This books generates so much emotion out of you that when it ends you are angry. This book deals with pressure to play the part as the new Minister's son, or the Officer's kid, or whatever you may be.
On top of being the "new kid" Turner is a Minister's son and as such expected by the town to set a good example for everyone else. The story is set in a time where skin color and ansestry mattered. When Turner runs away from the other boys because everything is the same in theory, but different in practice he ends up meeting Lizzie Bright, a black girl living on the nearby island of Malaga. Everything that Turner could possibly care about is at stake because of his friendship with Lizzie.

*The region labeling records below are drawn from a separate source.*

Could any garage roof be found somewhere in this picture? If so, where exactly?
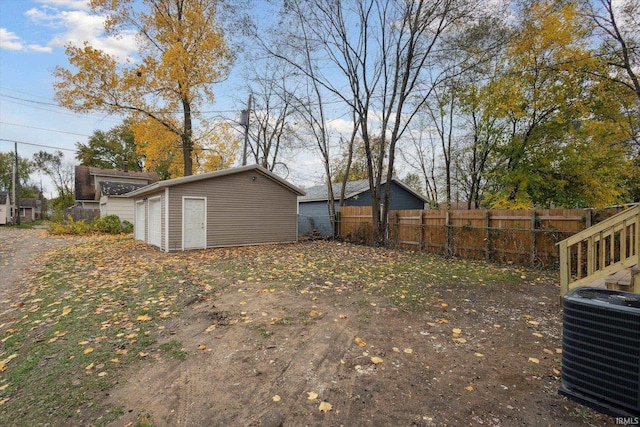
[127,165,305,197]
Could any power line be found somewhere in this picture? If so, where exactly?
[0,138,78,153]
[0,121,91,137]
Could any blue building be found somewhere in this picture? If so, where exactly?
[298,179,427,236]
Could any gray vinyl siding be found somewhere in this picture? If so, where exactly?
[298,182,424,236]
[298,200,338,236]
[163,171,298,251]
[345,182,424,210]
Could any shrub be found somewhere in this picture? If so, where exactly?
[49,215,93,235]
[122,219,133,233]
[93,215,123,234]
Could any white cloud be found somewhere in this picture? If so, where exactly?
[0,28,51,53]
[25,4,137,62]
[36,0,89,10]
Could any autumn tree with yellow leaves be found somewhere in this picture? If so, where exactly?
[54,0,232,176]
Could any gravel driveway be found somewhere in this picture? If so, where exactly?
[0,226,77,316]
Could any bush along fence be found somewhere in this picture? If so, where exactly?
[338,206,623,268]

Malaga is poverty sticken, but the people welcome Turner with open arms. In retern the townsfolk of Phippsburg, Maine want to force the people out of their homes, destroy their cemetary, and turn Phippsburg into a town where Tourists would want to visit. They don't want the people of Malaga to go on their Pauper roles because then they would have to pay for them. To solve this they send all of them to the Insane Assylum where Lizzie dies. This is the book to read for resistance to peer pressure and doing what it is right even there is seemingly nobody standing beside you.

Language:2 There was a few words.
Drugs:0
Sex:0
Violence:3 Several people die, to include Turner's Father being pushed off a cliff.